LLMs are trained on source code, so that's what they can (barely) write. Decompiling is a -lossy- action which means that training directly on the output would have much less information and would be a nightmare if one (human or llm) needs to debug.


>I cannot conceive of a way that any form of healthy life, does not want to expand it's resources to improve future outcomes, especially one that is maximally optimized for thinking.

"Then you have a very limited imagination."

This is not about imagination. Given the space of possibilities to act or evolve, if mentioned expansion cannot somehow be ruled out, then it makes sense for it to be assumed (with enough time, for whatever time can mean in this context) as a certainty, even for non-organic "life".


If the current RAM heavy buyers, the AI powerhouses investors, don't get the into a profitable state of business, then sustaining this rhythm "for a long time" becomes impossible. It won't matter much that "fab allocation is booked years out" if the client that expects the goods goes out of business, doesn't it? I, for one, don't find convincing hints that this free AI crazy partying will go on for long, so then what gives?


I think we both agree on that, just on different timelines. I think there's enough VC money to drag this out long enough for it to really hurt.
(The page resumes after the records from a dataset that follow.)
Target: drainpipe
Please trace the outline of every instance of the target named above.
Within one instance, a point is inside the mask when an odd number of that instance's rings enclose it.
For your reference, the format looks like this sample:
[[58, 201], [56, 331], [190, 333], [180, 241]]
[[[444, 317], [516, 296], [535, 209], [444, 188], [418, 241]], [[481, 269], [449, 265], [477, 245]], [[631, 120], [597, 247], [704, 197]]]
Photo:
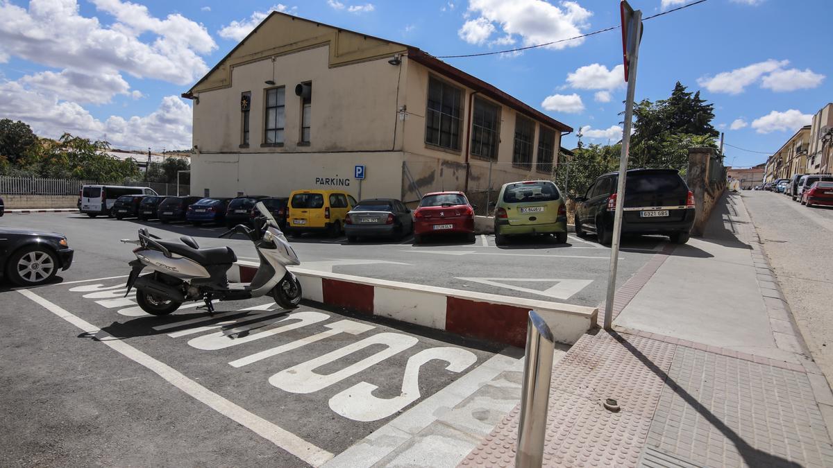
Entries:
[[[470, 163], [468, 162], [468, 157], [469, 157], [468, 151], [469, 151], [469, 142], [471, 140], [471, 108], [474, 107], [474, 95], [477, 94], [478, 92], [480, 92], [479, 91], [474, 91], [474, 92], [471, 92], [471, 94], [469, 94], [468, 118], [466, 121], [466, 151], [465, 151], [465, 153], [466, 153], [466, 183], [463, 186], [463, 192], [466, 194], [466, 196], [468, 196], [468, 176], [469, 176], [469, 168], [470, 168]], [[491, 188], [491, 187], [486, 187], [486, 190], [490, 190]], [[486, 207], [486, 210], [488, 210], [488, 209], [489, 208]]]

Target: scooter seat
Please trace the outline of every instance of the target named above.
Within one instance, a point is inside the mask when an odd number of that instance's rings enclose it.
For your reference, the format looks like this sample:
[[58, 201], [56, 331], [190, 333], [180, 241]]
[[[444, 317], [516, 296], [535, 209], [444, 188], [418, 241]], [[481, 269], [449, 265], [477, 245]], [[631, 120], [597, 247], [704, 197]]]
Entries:
[[226, 265], [237, 261], [237, 256], [230, 247], [195, 249], [176, 241], [157, 241], [171, 253], [190, 258], [200, 265]]

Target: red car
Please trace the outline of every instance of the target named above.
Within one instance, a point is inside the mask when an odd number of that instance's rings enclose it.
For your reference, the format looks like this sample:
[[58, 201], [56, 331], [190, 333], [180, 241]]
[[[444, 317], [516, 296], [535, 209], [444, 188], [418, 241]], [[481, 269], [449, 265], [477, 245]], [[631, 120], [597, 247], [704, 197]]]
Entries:
[[813, 182], [810, 188], [801, 193], [801, 204], [808, 207], [824, 205], [833, 207], [833, 182]]
[[474, 241], [474, 208], [461, 192], [426, 193], [414, 211], [414, 241], [450, 233], [466, 234]]

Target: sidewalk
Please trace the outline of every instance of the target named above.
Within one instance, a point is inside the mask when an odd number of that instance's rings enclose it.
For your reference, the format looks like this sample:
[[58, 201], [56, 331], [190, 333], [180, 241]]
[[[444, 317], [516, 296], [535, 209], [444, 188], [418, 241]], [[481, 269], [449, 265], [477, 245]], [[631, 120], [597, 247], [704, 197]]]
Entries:
[[[833, 394], [742, 199], [725, 197], [704, 237], [668, 253], [622, 285], [614, 331], [555, 364], [545, 465], [833, 466]], [[461, 465], [511, 466], [518, 410]]]

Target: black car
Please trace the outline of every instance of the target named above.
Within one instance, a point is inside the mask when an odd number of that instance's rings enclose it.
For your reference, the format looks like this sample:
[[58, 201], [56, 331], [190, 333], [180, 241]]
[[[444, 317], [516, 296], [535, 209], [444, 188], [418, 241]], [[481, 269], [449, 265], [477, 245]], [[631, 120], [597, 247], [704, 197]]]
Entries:
[[0, 266], [14, 284], [43, 284], [72, 263], [72, 249], [62, 234], [0, 227]]
[[166, 197], [157, 207], [157, 214], [163, 224], [172, 221], [185, 221], [188, 207], [202, 200], [202, 197]]
[[139, 217], [139, 203], [147, 195], [122, 195], [116, 199], [110, 212], [116, 219]]
[[159, 207], [159, 204], [165, 200], [164, 197], [156, 197], [153, 195], [145, 197], [142, 199], [139, 203], [139, 212], [138, 218], [142, 221], [147, 221], [149, 219], [156, 219], [159, 217], [159, 213], [157, 208]]
[[232, 227], [238, 224], [251, 224], [252, 210], [255, 207], [255, 203], [264, 198], [266, 197], [252, 195], [232, 199], [226, 210], [226, 226]]
[[[619, 172], [605, 174], [576, 197], [576, 235], [610, 245]], [[631, 169], [625, 181], [623, 234], [662, 234], [685, 244], [694, 224], [694, 194], [675, 169]]]

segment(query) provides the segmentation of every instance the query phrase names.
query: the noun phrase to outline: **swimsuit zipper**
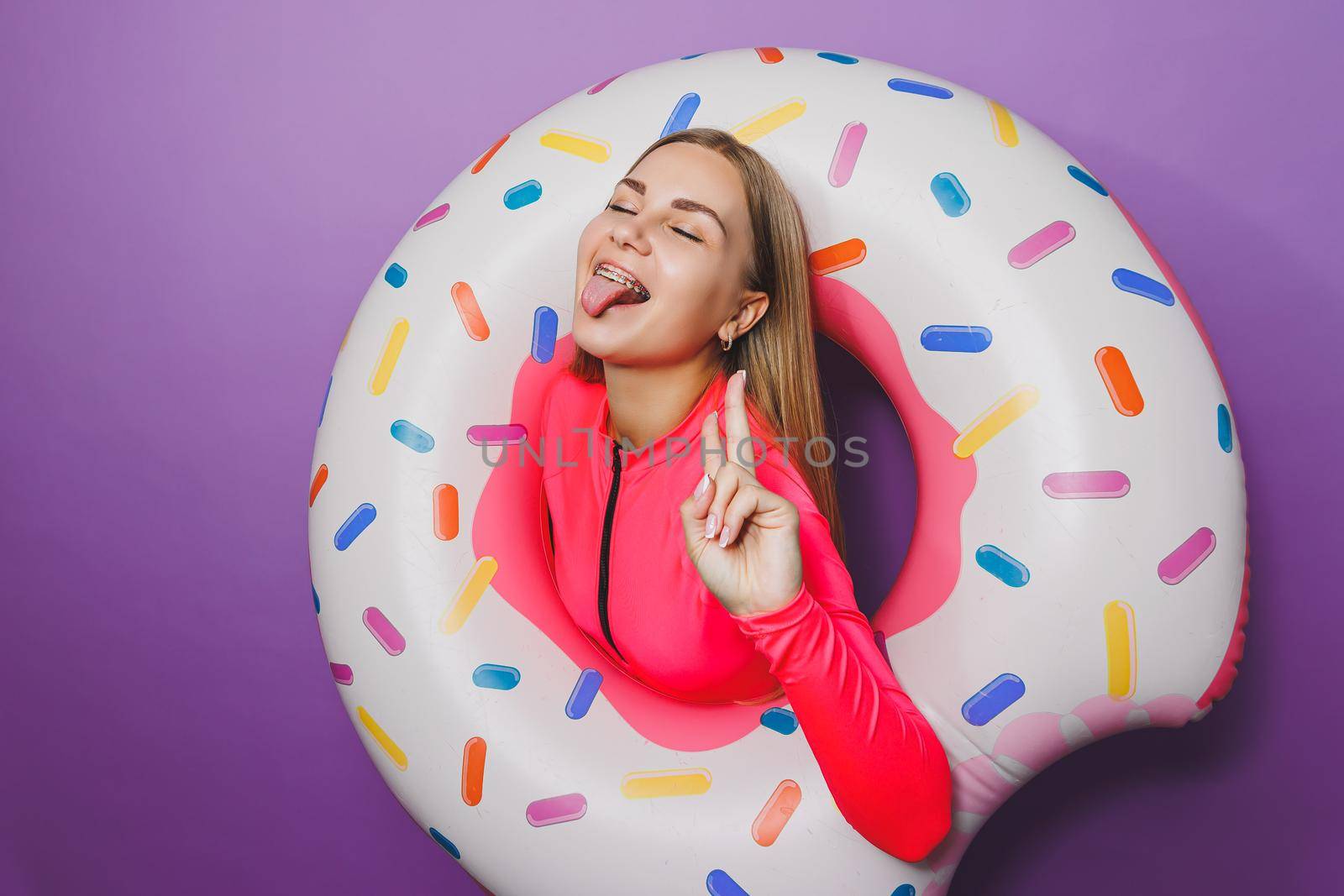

And the longer they do, the more the entire planet becomes dependent on AI companies staying afloat lest the whole economy collapse.


> If the current RAM heavy buyers, the AI powerhouses investors, don't get the into a profitable state of business, then sustaining this rhythm "for a long time" becomes impossible.

Exactly that is the problem with the "pork cycle" we are seeing [1] - there aren't that many manufacturers and ODMs around nowadays for RAM, storage, CPUs and GPUs. The ecosystem was so much more vibrant even 10 years ago. When the AI bubble collapses, it will take the entire world's economy down the drain, and I think that quite a few of the brands we have now will be extinct after this iteration.

[1] https://en.wikipedia.org/wiki/Pork_cycle


"Microsoft's GitHub is hosting the leaked source code (which probably got sucked into Copilot and every other AI under the sun as a result)." "However, I don't think copyright lawyers will care. «They're also committing a crime» doesn't mean you're free to do what you want. That applies especially in ReactOS vs MS, because if ReactOS succeeds, it will compete directly with Microsoft."

And ReactOS uses GitHub Copilot: https://github.com/reactos/reactos/pull/8516

There's also such thing as being responsible (for an outcome), which in case of litigation means being culpable. Microsoft here is the sole actor that has any control on the GitHub Copilot, on what it was fed with, and thus - on its output (which would be the base of their accusation if they sue). How do you imagine such a case could be made to look like it would have any legal standing?